Alors faut-il supprimer ces fonds publics ? Nous pensons plutôt qu’ils doivent être réorientés. Première proposition : la moitié des 23 milliards prévus dans le budget 2006 pourraient être investis dans la formation, ce qui répondrait à un besoin réel et amorcerait une réorientation. La deuxième proposition concerne leur contrôle puisque tout citoyen a le droit de savoir comment les impôts sont utilisés. Le patronat n’a jamais accepté cette transparence et une des premières mesures du gouvernement actuel a été de supprimer une loi qui l’instaurait. Il faut y revenir : les comités d’entreprise doivent connaître le montant des fonds publics, débattre de leur utilisation. Troisième proposition : constituer des fonds régionaux dans lesquels les fonds publics seraient accompagnés à parité par des fonds privés pour investir dans la recherche, la formation continue ou encore dans les PME qui, soumises à la pression des grands groupes, rencontrent d’énormes difficultés pour améliorer leur savoir-faire, leurs compétences. En enracinant l’entreprise dans la localité, le bassin d’emploi, ces fonds régionaux seraient beaucoup plus efficaces pour l’emploi. La question du pouvoir des salariés dans l’entreprise revient de plus en plus souvent dans les luttes actuelles.

Mais est-ce que les salariés sauraient mieux défendre l’emploi que les patrons ? Bernard Devert. Nous lisons ici et là que le capitalisme ne peut pas continuer comme cela en sciant la branche sur laquelle il est assis. Nous sommes à la veille d’une exigence de revalorisation de l’individu à travers le travail et le collectif de travail qu’est l’entreprise. Retournons donc la question et partons de l’idée que les salariés sont les meilleurs experts de l’organisation et du contenu de leur travail, de sa finalité. Ils doivent donc avoir un véritable pouvoir. Cela passe par le droit à l’information sur l’entreprise, la filière. Aujourd’hui les comités d’entreprise sont saisis uniquement pour voir les conséquences des situations critiques et leur rôle est mis en cause alors qu’il leur faudrait un véritable droit d’intervention, d’expertise, de veto. Ils devraient aussi prendre une dimension nouvelle en rassemblant donneurs d’ordres et sous-traitants dans des comités interentreprises auxquels pourraient participer, pourquoi pas, des responsables politiques représentant certaines collectivités pour faire des bilans, tirer des enseignements, alerter.
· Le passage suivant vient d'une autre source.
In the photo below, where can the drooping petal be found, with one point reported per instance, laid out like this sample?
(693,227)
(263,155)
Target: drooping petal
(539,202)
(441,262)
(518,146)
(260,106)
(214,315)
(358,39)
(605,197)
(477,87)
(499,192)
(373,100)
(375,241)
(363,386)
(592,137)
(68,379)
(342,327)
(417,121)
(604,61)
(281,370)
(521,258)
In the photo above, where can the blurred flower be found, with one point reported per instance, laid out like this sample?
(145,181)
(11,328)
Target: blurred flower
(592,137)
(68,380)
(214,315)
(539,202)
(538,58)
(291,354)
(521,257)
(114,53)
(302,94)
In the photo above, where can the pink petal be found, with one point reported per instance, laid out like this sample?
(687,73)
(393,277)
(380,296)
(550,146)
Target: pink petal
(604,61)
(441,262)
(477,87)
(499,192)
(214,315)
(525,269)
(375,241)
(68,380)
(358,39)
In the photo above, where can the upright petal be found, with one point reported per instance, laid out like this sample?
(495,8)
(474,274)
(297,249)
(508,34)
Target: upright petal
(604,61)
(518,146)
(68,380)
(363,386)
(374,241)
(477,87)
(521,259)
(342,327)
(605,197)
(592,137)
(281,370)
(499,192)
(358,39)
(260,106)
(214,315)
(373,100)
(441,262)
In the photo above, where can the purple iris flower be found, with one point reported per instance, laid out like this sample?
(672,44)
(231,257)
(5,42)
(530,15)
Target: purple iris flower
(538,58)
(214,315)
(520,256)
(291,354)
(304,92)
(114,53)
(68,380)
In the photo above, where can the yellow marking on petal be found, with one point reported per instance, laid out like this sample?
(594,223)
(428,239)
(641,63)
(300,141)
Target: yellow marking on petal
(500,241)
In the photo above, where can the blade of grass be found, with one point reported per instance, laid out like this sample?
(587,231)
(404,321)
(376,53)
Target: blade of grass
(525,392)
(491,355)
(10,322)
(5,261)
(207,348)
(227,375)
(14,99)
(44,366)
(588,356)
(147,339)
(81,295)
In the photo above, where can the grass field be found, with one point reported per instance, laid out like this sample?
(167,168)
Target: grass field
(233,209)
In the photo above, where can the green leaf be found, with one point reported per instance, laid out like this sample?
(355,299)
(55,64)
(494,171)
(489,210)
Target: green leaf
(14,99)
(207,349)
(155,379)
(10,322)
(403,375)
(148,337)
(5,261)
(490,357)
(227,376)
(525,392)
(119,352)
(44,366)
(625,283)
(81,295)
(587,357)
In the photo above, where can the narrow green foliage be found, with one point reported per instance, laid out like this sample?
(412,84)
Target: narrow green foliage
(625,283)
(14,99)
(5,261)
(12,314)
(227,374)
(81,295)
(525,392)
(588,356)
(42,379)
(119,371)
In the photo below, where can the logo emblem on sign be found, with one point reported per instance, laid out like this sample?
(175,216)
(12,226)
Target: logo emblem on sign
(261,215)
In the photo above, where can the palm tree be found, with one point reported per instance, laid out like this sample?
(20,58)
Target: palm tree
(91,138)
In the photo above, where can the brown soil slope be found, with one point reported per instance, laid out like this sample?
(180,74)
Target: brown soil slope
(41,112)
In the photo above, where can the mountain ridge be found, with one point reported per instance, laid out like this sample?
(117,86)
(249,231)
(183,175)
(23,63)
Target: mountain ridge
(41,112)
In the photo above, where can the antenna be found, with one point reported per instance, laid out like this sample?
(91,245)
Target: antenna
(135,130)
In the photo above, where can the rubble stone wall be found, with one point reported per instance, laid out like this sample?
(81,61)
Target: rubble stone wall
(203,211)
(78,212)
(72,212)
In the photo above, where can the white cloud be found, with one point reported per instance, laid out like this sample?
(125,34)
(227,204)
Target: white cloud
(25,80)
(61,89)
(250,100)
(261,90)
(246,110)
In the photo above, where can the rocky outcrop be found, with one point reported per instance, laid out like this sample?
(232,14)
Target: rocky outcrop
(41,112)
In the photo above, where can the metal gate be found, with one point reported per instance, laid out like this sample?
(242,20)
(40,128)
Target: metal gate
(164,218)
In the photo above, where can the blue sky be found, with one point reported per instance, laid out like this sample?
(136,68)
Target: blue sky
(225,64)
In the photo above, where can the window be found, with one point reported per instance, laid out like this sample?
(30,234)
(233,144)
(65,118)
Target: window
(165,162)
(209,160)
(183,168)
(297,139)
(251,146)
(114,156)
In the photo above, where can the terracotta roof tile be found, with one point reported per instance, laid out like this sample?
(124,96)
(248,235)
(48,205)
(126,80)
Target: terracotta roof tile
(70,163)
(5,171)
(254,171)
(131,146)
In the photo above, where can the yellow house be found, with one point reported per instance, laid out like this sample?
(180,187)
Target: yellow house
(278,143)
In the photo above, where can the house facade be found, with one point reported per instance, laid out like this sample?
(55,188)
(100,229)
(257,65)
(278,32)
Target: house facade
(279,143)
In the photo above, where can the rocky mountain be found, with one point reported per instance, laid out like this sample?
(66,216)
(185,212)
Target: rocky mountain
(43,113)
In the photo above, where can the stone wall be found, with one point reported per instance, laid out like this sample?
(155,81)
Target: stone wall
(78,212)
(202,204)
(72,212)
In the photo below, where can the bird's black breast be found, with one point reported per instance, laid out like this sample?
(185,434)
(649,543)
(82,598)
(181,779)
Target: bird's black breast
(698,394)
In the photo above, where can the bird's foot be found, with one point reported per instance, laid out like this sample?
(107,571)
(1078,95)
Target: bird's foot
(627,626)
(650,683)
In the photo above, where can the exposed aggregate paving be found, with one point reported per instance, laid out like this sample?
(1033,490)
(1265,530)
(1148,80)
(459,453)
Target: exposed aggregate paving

Le deuxième aspect du droit à l’information tient à la capacité de faire des propositions alternatives, d’avoir le temps de les faire et la possibilité de consulter des instances extérieures, indépendantes qui aident à la décision. Nous avons besoin d’entreprises qui échappent au carcan des marchés financiers pour définir leur stratégie sur le long terme. Est-ce utopique ? Je ne le pense pas. Les salariés devraient donc intervenir dans la gestion de l’entreprise en permanence et pas seulement en cas de crise ? Bernard Devert. La décision à prendre peut en effet concerner la conquête d’un nouveau marché : doit-elle se faire sur la base d’une délocalisation ou d’une coopération ? Ou encore : comment anticiper les mutations technologiques, un marché qui évolue ? Il faudrait aussi mettre en évidence les coûts cachés des choix stratégiques. Quel bilan des délocalisations, des privatisations ? Quel gâchis social et économique ? On a privatisé Alstom, Alcatel, où en sommes-nous ? Nous avons besoin de le savoir. Mais le patronat, les actionnaires ne veulent pas permettre aux salariés de se réapproprier leur entreprise. C’est une grande bataille. Faire entrer la démocratie dans l’entreprise, voilà tout l’enjeu du syndicalisme de demain au niveau français, européen et international.